15La quatrième partie est dédiée au Siècle de la raison d’État. On retrouve ici trois définitions différentes, sinon contradictoires, de la notion. Dans la définition machiavélienne, est mis en évidence le caractère de constance d’une pratique politique, l’idée de permanence, qui atténue le caractère de nécessité lié à l’urgence. Pour ce qui est de la deuxième définition (botérienne), elle est plus restrictive, la notion doit être compatible avec la religion catholique, apte à contrer la logique machiavélienne. La troisième théorie (juridique) se formalise avec Scipione Ammirato e Pietro Andrea Canonhiero et renoue, en quelque sorte, avec les notions élaborées dans les siècles précédents : l’exception est encadrée et conditionnée.
16Quelques remarques conclusives. Dans son introduction, l’auteur affirme que son étude se distingue d’une histoire des mentalités ou des représentations, tout comme elle se différencie d’une anthropologie politique (p. 25). Nous pouvons sans risque inscrire Généalogie de la raison d’État dans le corpus des ouvrages d’histoire des idées politiques. En effet, il se structure autour de figures majeures de la pensée politique, en les plaçant dans leur contexte historique, tout en réussissant à éviter le piège biographique et/ou anthologique. Peut-être nous risquerons-nous à exprimer un léger regret, qui n’enlève rien à la qualité de ce volume : probablement, l’auteur aurait pu accorder une plus ample attention à l’histoire de la pensée politique de la péninsule ibérique. Contesté, voire censuré, ou imité, Machiavel eut une influence certaine sur la réflexion politique espagnole du siècle d’or. Le même discours vaut pour le courant tacitiste, qui eut en Espagne une importance et une durée remarquables et dont les liens avec la diffusion de la raison d’Etat sont bien connus. Pourrait être rappelé, à titre d’exemple, le traité anti-machiavélien de Pedro de Ribadeneyra (Tratado de la religión y virtudes que debe tener el príncipe cristiano para gobernar y conservar sus Estados. Contra lo que Nicolás Machiavelo y los políticos de este tiempo enseñan, Madrid, 1595), qui définit la raison d'État "chrétienne". Les écrits théoriques sur la résistance au tyran – l’idée de tyrannicide est rapidement abordée dans le volume – se font racine idéologique des révoltes des Comunidades ; les traductions – parfois très peu fidèles – de Botero et de Bodin (dont la réflexion porte sur la notion de souveraineté absolue) font surgir un véritable débat en Espagne sur le concept de raison d’État et, au sein de l’œuvre de Botero, l’empire ibérique endosse un rôle fondamental (dans son De la ragion di Stato, mais également dans les Relazioni universali).

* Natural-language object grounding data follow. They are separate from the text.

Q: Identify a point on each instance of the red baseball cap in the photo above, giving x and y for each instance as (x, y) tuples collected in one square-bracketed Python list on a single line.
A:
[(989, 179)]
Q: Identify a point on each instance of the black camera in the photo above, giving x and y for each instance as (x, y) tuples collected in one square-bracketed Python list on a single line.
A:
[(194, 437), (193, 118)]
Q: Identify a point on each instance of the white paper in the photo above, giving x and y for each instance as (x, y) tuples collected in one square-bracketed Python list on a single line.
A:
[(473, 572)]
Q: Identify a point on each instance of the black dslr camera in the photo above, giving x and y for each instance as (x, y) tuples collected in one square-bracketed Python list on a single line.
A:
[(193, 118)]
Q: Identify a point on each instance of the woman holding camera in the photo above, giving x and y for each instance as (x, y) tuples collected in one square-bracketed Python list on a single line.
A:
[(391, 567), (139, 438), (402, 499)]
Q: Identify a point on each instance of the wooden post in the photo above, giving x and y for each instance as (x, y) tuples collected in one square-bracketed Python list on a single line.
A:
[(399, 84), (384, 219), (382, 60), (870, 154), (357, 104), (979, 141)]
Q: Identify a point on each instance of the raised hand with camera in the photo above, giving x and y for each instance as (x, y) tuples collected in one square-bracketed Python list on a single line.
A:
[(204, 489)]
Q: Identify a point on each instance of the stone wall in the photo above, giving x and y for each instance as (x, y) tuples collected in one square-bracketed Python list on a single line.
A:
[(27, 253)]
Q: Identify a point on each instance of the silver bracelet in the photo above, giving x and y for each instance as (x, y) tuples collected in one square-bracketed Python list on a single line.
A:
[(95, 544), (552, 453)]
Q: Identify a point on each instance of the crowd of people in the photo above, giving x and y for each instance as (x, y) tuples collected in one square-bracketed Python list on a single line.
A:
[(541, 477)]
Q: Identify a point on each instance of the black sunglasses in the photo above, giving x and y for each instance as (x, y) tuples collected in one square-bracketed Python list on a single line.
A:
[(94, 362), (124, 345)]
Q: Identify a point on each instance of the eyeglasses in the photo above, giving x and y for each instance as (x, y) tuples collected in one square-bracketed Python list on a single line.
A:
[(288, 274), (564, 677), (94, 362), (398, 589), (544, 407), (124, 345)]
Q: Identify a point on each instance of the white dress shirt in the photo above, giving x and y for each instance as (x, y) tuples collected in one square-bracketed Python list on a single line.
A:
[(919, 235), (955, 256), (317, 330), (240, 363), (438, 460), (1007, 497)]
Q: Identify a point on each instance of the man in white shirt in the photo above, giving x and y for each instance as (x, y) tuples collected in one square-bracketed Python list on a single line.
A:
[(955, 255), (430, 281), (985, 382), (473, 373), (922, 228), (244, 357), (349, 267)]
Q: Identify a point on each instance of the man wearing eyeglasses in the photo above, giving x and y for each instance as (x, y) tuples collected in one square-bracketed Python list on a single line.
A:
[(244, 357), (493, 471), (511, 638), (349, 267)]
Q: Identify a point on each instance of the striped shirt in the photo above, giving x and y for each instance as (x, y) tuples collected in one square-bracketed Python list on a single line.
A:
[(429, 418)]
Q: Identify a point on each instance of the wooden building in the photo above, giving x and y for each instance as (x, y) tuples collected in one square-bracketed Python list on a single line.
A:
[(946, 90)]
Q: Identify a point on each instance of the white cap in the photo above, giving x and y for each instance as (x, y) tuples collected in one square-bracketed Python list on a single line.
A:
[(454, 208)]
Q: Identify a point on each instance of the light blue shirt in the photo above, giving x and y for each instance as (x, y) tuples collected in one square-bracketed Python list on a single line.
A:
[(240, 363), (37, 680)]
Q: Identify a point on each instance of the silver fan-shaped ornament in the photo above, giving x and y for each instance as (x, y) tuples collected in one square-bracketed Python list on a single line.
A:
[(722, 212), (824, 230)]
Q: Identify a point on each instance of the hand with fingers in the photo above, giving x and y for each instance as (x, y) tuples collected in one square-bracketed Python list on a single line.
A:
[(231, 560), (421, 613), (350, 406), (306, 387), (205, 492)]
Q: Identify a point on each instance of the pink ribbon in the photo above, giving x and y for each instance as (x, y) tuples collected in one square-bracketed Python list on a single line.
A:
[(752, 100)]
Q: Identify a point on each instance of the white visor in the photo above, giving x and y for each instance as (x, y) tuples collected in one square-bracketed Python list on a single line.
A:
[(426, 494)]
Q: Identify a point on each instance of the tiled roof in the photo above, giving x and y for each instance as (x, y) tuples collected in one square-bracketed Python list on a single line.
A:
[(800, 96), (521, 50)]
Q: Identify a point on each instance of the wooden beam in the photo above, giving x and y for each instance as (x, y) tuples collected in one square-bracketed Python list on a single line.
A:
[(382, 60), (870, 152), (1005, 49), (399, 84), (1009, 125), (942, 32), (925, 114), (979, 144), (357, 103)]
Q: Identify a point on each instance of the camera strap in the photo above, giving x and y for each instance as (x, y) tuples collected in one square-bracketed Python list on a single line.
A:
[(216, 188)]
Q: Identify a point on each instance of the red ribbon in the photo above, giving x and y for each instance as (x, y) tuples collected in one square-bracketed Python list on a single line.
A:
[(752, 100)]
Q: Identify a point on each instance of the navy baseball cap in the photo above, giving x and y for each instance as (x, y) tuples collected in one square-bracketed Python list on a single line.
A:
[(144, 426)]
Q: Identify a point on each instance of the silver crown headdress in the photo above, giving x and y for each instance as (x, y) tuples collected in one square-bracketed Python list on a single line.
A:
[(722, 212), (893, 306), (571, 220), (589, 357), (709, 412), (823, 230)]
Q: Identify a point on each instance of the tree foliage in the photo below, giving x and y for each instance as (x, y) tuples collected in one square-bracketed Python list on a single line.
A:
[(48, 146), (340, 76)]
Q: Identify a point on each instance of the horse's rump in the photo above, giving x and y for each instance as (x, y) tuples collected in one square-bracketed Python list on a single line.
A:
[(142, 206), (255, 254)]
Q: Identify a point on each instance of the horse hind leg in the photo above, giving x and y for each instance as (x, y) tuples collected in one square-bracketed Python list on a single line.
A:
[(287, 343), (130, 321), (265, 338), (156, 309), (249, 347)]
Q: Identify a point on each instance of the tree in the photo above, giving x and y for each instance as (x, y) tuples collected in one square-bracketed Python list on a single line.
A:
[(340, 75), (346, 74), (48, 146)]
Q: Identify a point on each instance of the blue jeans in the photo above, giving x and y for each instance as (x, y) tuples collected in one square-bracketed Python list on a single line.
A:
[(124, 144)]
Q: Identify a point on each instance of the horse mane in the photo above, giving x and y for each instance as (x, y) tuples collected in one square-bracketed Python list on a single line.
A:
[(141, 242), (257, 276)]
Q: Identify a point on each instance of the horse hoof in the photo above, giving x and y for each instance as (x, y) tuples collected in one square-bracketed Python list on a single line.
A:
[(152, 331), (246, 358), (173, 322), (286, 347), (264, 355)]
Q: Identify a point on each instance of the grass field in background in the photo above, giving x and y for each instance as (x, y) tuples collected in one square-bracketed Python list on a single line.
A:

17Reste que Généalogie de la raison d’État est un ouvrage enrichissant, qui jette un regard averti sur la construction progressive de la notion à travers les siècles du long Moyen Âge. Reste l'originalité de ce livre qui, en s'intéressant à la genèse de la raison d'État, vient compléter les travaux déjà existants et bien connus. À Lire.